Nueva medición del Índice de desarrollo humano: ¿Por qué se utiliza el Ingreso Nacional Bruto en sustitución del Producto Interno Bruto?

Para el vigésimo aniversario del Informe Mundial La verdadera riqueza de las naciones: Caminos al desarrollo humano, el PNUD incorporó mejoras en la estimación del Índice de Desarrollo Humano. Entre ellas destaca el cambio realizado en la dimensión del ingreso, en la cual el Ingreso Nacional Bruto per cápita reemplazó al Producto Interno Bruto per cápita, con el objetivo de incluir los ingresos del exterior que perciben mayormente los hogares de los países en desarrollo.

Para entender la razón de dicho cambio, es importante conocer cuál es la diferencia entre ambos conceptos. El producto interno bruto es el agregado más conocido y utilizado para analizar el desempeño de las economías, siendo la sumatoria del total de bienes y servicios que se producen en un país durante un período de tiempo que generalmente es un año. El resultado de esta producción total de bienes y servicios, al dividirse entre la población da como resultado un per cápita, es decir, un promedio por persona.

Sin embargo, el PIB no es la que mejor variable que refleja la cantidad de recursos con que cuentan los residentes de un país para gastar o para ahorrar. Esto es así porque no todos los recursos que se generan internamente permanecen en el país, sino que parte de ellos se va al exterior en pagos de intereses por las deudas contraídas con otros países y las remesas de utilidades de las empresas extranjeras radicadas en el país.
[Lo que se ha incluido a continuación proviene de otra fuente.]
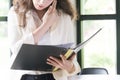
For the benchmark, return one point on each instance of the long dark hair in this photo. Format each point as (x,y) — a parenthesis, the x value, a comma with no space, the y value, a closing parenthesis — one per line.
(22,6)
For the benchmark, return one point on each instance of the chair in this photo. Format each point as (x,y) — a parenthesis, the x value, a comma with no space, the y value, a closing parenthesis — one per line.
(96,71)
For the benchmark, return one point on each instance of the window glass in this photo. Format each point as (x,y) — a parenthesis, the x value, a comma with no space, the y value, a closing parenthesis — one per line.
(91,7)
(101,50)
(4,51)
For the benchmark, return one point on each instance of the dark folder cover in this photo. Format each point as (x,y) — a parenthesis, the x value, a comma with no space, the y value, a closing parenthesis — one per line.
(34,57)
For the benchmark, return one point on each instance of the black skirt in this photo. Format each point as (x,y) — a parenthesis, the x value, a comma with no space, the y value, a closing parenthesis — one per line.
(37,77)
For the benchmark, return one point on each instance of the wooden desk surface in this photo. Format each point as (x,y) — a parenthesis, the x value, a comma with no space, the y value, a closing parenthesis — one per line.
(95,77)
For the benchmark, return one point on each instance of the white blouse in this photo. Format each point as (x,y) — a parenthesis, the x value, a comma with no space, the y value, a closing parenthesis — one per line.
(60,33)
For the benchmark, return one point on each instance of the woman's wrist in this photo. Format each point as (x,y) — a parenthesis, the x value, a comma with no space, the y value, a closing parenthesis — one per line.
(71,69)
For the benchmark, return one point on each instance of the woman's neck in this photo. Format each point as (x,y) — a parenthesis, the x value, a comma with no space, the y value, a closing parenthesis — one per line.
(41,13)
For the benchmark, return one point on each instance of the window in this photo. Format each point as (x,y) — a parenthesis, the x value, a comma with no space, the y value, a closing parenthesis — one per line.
(4,50)
(101,50)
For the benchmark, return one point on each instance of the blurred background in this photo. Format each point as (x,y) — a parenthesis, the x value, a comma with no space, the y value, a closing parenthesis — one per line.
(102,51)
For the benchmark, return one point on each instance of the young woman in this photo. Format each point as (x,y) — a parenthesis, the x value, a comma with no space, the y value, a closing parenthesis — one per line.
(42,22)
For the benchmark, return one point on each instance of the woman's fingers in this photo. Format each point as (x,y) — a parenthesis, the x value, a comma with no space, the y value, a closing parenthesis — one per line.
(54,61)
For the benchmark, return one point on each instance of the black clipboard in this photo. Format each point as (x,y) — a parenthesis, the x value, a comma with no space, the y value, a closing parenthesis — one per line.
(34,57)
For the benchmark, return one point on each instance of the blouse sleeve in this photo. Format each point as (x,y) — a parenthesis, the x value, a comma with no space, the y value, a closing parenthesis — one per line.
(15,36)
(69,36)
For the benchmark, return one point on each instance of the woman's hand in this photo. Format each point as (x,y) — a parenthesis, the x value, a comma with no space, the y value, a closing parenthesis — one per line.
(51,16)
(62,63)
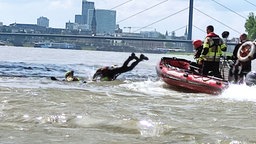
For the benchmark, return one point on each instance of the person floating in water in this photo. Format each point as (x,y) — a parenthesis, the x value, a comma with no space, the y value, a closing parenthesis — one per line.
(110,73)
(69,76)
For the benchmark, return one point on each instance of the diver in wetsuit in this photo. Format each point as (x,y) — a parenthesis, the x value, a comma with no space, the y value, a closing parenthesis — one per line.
(110,73)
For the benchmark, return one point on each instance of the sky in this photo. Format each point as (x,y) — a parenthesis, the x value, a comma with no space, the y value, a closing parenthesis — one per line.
(141,15)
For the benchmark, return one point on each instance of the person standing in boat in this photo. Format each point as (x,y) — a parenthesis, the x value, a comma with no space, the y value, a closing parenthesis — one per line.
(110,73)
(198,47)
(213,48)
(240,69)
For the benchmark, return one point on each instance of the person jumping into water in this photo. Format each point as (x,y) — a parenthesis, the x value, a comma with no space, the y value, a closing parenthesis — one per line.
(110,73)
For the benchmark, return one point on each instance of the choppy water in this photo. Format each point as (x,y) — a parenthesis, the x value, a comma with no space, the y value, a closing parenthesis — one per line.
(136,108)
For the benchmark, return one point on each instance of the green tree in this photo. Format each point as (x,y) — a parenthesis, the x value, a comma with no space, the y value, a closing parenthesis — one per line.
(250,26)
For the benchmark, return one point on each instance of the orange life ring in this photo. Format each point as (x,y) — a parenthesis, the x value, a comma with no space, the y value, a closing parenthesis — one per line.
(246,51)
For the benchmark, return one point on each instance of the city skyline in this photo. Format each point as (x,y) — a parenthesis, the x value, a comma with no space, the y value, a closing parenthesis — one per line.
(157,15)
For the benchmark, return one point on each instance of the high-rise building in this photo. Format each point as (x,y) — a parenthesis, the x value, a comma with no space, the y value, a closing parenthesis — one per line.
(79,19)
(86,6)
(106,21)
(43,21)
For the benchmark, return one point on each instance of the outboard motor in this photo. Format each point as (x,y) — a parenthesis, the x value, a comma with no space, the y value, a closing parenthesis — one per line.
(247,51)
(250,78)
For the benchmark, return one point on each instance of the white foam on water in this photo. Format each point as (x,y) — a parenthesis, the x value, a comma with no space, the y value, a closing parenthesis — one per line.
(147,87)
(240,92)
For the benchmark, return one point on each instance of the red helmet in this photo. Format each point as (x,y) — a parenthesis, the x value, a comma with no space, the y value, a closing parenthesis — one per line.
(197,43)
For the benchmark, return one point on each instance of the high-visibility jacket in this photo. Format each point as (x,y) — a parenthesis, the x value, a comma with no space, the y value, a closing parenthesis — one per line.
(213,47)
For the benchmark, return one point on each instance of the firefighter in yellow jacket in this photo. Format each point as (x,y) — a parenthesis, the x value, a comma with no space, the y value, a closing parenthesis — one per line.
(213,48)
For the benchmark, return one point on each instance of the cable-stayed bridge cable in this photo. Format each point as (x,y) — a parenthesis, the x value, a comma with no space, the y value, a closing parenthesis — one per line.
(250,3)
(161,19)
(217,20)
(121,4)
(142,11)
(229,9)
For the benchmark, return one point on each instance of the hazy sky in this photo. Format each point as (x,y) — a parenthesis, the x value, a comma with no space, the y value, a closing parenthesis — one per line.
(159,15)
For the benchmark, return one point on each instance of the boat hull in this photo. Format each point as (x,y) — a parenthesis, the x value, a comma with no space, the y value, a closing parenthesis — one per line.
(175,72)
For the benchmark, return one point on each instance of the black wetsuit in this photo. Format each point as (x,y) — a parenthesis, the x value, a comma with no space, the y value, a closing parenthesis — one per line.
(109,73)
(245,66)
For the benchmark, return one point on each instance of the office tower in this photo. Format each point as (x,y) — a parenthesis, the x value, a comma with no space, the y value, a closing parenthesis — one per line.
(106,21)
(86,6)
(43,21)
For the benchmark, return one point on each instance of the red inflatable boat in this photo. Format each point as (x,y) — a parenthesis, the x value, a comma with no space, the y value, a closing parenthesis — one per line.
(176,72)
Asimismo, el país recibe recursos externos que incrementan el nivel de ingreso de las familias.

A diferencia, el ingreso nacional bruto es igual al PIB restando los recursos que se van al exterior y sumando recursos que se reciben por pagos en concepto de remuneraciones, intereses y otras rentas financieras, además de todas las transferencias corrientes como el caso de las remesas familiares, recursos que aunque se generan en otro país y por lo tanto no están incluidos en el cálculo del PIB, forman parte de las disponibilidades de los residentes para solventar los gastos en los que deben incurrir. Dadas las características de las economías de los países de América Latina y los montos registrados por concepto de estos pagos, la diferencia entre el PIB y el ingreso nacional bruto ha sido apreciable, siendo este último superior.

Por ello, para medir el nivel de vida, el ingreso nacional bruto per cápita reemplaza de forma satisfactoria al producto interno bruto per cápita. En un mundo globalizado, suele haber grandes diferencias entre los ingresos de los residentes de un país y su producto interno. Veamos el caso de Guatemala.

La gráfica 2 muestra como para Guatemala la tendencia es la misma, el PIB es menor al Ingreso Nacional Bruto. Se concluye entonces que la dimensión del ingreso que forma parte del cálculo del IDH, se estima de forma más amplia al considerar el INB.